Now, back to that pinging. The noise you heard was from side-scan sonar, the technology that made your rescue possible. Low-cost and high-quality, the Humminbird Solix sonar system sends out sound waves, or pings, towards the bay floor. It listens to their echoes and creates images of the bottom and the objects on it, including crab pots. Researchers stitch this imagery together into an acoustic map of the bay floor and mark all the crab pots with points. During a recovery mission, volunteers motor to the points and use live sonar systems that serve as an underwater acoustic live-stream video to accurately aim their grappling hooks at the pots, otherwise invisible from the surface.
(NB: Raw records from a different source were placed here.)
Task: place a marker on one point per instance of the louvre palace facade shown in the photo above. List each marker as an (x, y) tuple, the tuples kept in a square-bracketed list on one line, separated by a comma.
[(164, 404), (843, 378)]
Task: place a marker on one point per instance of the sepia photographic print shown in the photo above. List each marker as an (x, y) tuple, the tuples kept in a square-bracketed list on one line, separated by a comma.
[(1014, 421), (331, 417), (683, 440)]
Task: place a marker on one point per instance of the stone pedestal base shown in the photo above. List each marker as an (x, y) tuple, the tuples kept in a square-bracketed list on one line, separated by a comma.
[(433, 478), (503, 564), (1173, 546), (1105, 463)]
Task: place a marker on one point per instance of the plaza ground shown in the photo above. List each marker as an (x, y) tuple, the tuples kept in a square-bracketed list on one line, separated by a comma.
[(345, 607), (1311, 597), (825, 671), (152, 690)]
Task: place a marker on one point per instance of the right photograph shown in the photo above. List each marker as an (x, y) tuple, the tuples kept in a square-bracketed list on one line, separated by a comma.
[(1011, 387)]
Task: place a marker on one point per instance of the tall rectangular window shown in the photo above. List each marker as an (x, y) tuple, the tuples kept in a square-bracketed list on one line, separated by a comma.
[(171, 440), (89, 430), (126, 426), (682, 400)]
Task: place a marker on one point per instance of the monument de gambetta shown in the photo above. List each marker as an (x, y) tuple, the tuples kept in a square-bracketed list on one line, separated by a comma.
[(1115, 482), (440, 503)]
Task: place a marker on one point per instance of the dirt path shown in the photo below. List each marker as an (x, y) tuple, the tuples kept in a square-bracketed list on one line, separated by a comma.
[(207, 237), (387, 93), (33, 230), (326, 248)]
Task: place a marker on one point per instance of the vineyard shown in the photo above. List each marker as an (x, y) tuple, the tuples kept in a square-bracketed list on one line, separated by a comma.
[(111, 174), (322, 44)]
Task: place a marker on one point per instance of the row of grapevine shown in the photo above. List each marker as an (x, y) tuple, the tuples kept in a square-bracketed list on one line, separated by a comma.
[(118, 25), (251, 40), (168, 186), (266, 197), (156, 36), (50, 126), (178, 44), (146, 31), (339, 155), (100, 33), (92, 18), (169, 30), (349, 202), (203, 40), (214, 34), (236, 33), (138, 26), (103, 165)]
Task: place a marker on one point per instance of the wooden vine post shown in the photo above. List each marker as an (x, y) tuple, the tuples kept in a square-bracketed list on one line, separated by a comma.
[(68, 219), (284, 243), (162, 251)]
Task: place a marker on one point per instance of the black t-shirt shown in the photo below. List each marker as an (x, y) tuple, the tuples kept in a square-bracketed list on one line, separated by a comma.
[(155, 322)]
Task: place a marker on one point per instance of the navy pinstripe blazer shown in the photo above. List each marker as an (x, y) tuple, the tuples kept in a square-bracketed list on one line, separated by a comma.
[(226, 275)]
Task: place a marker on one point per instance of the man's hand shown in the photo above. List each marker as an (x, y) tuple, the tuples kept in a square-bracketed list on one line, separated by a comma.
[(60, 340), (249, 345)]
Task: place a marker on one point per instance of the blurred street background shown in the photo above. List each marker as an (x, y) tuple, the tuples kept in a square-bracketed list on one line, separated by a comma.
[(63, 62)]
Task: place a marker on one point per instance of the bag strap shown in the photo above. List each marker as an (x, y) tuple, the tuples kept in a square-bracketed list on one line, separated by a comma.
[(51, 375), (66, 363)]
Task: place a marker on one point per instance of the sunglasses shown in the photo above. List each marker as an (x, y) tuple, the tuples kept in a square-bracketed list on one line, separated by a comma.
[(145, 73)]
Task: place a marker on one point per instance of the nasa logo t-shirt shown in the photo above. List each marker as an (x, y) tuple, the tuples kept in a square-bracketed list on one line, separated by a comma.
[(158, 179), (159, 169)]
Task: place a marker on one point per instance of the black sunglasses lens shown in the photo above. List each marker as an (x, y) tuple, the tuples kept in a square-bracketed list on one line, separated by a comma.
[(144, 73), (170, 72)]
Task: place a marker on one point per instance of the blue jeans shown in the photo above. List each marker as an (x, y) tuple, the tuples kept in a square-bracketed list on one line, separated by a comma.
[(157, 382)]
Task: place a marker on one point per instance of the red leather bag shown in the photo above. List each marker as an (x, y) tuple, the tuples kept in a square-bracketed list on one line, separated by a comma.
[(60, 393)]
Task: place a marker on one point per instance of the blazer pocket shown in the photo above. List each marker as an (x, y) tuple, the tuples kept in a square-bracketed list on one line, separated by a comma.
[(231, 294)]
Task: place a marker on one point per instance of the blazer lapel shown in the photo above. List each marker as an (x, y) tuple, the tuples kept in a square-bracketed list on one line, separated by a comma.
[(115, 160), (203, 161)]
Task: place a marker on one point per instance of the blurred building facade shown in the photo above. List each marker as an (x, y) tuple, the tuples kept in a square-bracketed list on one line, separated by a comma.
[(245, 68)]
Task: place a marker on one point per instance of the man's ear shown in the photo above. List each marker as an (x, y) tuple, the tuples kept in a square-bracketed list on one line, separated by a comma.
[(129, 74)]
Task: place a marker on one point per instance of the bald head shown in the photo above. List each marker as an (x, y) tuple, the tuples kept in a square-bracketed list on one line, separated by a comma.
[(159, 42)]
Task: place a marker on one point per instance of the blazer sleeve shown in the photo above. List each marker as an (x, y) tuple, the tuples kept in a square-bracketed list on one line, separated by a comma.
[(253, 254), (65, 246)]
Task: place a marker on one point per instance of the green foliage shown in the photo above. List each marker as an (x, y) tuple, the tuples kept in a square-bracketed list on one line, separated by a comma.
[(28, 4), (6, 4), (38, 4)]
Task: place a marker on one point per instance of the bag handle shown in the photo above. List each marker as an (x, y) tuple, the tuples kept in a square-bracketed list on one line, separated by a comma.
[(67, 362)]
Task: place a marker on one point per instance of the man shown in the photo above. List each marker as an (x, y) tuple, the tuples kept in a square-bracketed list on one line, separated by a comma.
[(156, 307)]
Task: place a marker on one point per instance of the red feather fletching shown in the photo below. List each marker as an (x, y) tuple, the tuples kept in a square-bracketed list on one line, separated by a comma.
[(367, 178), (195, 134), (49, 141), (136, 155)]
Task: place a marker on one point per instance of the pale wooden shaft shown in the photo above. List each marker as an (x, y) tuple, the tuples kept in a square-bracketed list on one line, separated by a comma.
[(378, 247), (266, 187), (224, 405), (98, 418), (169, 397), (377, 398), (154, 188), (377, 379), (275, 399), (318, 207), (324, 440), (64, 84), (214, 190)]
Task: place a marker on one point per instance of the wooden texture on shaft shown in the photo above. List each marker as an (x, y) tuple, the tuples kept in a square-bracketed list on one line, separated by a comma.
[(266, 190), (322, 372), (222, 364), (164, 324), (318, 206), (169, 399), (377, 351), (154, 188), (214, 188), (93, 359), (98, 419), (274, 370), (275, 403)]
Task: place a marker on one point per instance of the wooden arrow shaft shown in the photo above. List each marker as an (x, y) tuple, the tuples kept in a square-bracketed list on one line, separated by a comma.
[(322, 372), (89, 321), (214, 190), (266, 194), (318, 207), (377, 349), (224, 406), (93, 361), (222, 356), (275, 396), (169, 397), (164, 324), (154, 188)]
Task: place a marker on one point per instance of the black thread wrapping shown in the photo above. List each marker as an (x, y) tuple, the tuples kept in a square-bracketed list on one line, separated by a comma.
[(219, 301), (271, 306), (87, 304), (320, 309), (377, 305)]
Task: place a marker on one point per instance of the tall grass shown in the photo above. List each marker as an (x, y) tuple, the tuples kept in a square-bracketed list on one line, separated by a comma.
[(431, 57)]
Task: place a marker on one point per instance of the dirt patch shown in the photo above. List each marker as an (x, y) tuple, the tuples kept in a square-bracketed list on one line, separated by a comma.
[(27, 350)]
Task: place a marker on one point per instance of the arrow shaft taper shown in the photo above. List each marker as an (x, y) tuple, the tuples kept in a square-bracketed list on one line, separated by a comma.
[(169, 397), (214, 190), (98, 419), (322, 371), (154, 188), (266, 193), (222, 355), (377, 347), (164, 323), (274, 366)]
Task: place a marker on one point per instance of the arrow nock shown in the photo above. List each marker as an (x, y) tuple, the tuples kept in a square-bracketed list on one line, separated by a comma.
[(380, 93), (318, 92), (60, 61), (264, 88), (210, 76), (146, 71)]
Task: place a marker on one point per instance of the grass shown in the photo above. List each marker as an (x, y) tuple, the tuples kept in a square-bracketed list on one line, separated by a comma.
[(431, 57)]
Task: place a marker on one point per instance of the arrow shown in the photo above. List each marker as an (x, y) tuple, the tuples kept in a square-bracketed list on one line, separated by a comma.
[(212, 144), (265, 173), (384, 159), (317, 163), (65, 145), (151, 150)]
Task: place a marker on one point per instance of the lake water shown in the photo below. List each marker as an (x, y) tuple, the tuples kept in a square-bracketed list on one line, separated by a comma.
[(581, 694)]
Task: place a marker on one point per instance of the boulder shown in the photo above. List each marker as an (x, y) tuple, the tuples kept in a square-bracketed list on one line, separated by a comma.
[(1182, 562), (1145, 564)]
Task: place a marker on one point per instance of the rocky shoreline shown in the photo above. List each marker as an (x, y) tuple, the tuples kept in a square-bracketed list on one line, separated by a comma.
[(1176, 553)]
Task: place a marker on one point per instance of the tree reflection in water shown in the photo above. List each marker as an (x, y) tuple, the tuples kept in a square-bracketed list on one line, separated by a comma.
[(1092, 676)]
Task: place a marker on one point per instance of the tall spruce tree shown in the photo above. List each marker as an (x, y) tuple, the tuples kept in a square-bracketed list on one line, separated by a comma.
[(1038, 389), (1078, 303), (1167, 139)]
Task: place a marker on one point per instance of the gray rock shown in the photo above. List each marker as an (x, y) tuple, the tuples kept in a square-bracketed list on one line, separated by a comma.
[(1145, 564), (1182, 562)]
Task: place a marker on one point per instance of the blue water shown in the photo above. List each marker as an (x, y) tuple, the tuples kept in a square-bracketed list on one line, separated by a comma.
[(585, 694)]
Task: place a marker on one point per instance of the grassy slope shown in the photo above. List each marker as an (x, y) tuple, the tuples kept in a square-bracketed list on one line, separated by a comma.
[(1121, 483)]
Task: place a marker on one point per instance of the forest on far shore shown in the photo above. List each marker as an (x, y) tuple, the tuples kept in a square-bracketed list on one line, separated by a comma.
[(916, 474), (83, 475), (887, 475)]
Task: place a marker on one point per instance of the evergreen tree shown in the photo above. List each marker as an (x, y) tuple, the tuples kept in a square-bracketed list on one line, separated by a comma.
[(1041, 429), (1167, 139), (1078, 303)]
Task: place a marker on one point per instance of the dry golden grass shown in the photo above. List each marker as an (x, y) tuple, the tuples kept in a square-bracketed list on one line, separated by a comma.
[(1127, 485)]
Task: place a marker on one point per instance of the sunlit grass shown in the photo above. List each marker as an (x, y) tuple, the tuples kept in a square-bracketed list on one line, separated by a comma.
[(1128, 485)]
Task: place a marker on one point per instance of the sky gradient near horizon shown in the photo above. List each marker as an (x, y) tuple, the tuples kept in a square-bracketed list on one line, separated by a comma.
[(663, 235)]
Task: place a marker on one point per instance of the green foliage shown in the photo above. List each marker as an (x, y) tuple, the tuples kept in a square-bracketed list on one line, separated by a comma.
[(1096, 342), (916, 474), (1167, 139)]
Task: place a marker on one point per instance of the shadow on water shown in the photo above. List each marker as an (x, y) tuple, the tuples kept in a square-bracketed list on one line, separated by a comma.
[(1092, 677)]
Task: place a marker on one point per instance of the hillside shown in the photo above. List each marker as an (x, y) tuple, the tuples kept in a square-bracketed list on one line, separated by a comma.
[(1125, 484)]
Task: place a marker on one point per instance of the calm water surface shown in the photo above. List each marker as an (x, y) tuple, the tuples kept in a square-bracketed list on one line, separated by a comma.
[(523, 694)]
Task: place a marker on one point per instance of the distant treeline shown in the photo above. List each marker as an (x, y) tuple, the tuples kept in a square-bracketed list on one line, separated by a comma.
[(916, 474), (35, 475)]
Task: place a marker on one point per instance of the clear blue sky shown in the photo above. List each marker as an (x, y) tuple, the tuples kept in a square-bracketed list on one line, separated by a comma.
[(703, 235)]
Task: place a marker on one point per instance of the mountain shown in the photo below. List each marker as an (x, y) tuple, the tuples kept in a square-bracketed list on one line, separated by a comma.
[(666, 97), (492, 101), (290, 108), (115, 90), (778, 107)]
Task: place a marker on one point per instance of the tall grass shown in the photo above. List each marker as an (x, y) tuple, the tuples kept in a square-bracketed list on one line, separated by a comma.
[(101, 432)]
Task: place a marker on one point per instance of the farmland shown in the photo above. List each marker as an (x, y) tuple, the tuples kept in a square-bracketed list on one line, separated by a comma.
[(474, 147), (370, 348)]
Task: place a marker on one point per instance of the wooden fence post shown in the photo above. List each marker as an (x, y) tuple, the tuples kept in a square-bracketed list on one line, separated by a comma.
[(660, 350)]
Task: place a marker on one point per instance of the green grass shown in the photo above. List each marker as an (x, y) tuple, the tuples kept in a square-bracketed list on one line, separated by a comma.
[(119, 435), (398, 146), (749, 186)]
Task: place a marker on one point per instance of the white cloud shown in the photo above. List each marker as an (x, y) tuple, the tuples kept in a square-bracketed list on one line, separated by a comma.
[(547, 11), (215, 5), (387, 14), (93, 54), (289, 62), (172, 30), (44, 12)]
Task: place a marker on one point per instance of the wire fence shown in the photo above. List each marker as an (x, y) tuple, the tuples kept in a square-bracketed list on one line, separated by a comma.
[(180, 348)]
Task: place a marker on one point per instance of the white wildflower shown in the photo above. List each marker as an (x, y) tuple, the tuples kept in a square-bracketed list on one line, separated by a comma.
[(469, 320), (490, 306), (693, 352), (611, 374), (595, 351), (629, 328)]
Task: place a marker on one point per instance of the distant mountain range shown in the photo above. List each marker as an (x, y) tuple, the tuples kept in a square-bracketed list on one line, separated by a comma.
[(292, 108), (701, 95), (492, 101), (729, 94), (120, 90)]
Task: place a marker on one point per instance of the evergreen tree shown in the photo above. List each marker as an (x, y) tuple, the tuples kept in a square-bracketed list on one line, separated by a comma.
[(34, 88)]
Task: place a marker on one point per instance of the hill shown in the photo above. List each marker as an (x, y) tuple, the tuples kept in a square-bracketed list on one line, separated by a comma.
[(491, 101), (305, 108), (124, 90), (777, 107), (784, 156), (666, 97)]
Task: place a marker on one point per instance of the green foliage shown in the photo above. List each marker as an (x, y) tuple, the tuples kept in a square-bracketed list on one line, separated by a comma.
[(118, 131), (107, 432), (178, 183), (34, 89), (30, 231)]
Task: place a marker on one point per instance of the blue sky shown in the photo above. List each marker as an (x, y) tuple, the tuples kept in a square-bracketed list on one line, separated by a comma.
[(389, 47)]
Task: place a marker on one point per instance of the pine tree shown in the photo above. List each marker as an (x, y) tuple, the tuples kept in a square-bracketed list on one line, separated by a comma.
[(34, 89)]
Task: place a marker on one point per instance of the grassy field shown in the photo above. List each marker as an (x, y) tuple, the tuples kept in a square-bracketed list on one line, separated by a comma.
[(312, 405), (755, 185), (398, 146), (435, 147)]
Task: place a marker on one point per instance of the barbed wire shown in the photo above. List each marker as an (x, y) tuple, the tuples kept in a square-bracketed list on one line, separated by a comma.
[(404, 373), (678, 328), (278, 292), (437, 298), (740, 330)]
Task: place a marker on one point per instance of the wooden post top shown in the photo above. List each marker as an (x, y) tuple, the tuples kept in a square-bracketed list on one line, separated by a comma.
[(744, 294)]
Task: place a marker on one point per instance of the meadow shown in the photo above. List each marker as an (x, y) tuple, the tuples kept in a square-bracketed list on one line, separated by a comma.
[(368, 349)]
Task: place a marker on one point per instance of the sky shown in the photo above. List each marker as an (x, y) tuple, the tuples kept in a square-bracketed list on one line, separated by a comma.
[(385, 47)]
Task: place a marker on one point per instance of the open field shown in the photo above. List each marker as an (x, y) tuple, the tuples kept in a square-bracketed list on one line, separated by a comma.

In addition to side-scan and live sonar, researchers at the University of Delaware are working to apply other advanced technologies to improve their efficiency at recovering derelict crab pots. They are deploying side-scan sonar on an autonomous surface vessel to survey the Inland Bays more efficiently than manned vessels alone. They are also developing machine-learning object detection methods to identify crab pots in the sonar imagery faster than humans can.
After recovery, some derelict crab pots will be refurbished and have another chance at fishing, others will become part of the Partnership for the Delaware Estuary’s living shoreline experiments, and the remainder will be recycled, all resting easy knowing that they are no longer ghost fishing and harming the Inland Bays’ environment.